I wasn't sure what to expect when I arrived, but FantasyCon seems to be very much about getting authors and small presses and editors and agents, and a surprising number of PhD students and academics, all together in the same space, and seeing what happened.

And this is where it all happened:


The Queen's Hotel, Chester, conveniently just opposite the railway station.

I was not staying there - I thought I'd be trekking in from the other end of City Road, but as it turned out, the Belgrave Hotel was just across the road from the Queen's:


My window was the narrow one at the far end of the first floor. Some of the corridors in the Queen's Hotel were wider than that room, but it had everything I needed - tea and coffee making facilities, a TV, a bed, shower and toilet, so I was quite happy. What the Belgrave didn't have over the weekend was a working kitchen, but I had been assured that there were "many cafes" nearby which did breakfasts. That was probably true, if you were prepared to walk up into Chester city centre. Fortunately for me, there's a large pub called the Town Crier, also facing the railway station, which turned out to do excellent breakfasts. I also went there for other food during the day - they did a very nice sausage and mash which kept me going for the rest of Friday, served with a pint of Greene King IPA.

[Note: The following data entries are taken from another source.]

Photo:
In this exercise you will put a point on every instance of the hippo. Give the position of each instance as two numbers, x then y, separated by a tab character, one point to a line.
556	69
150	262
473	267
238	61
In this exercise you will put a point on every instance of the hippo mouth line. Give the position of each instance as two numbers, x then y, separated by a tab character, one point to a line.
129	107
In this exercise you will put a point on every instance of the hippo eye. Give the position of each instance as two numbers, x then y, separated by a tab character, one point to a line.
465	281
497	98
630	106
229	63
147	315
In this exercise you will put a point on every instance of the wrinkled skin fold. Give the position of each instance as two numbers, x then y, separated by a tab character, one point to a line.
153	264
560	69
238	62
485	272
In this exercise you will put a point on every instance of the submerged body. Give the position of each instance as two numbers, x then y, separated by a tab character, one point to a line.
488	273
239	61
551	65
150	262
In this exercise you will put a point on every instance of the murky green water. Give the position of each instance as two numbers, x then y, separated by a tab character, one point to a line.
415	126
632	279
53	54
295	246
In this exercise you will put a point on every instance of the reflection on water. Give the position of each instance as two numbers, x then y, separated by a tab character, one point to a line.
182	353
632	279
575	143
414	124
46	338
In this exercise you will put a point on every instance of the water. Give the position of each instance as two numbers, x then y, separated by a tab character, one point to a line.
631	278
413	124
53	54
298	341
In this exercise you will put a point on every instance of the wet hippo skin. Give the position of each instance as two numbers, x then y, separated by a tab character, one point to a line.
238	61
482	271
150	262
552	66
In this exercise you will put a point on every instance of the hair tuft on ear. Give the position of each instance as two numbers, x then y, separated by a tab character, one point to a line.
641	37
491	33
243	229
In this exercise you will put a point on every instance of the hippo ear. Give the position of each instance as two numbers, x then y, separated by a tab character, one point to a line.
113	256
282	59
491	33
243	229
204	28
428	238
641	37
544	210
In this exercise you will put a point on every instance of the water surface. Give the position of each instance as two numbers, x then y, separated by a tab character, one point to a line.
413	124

The holiday really started on the train, a tiny two coach affair that goes all the way round the coast of North Wales eventually. I sat next to a lady who was reading a Terry Pratchett novel, Unseen Academicals, and who was just coming back from a holiday in Glastonbury, all the way to Criccieth. So we had a lovely chat.

Once I'd checked into my hotel, and had a substantial lunch in the Town Crier, I headed for the registration table in the Queen's. They didn't have the Convention programme book yet, but they did have sheets showing the timetable. So I started off with a cup of coffee from a table by the dealer's room, to see what events I wanted to go to.
The dealer's room was off a corridor which runs round a courtyard with tables, and a variety of interesting statues, and it was warm enough to sit out there all over the weekend, which felt very civilised.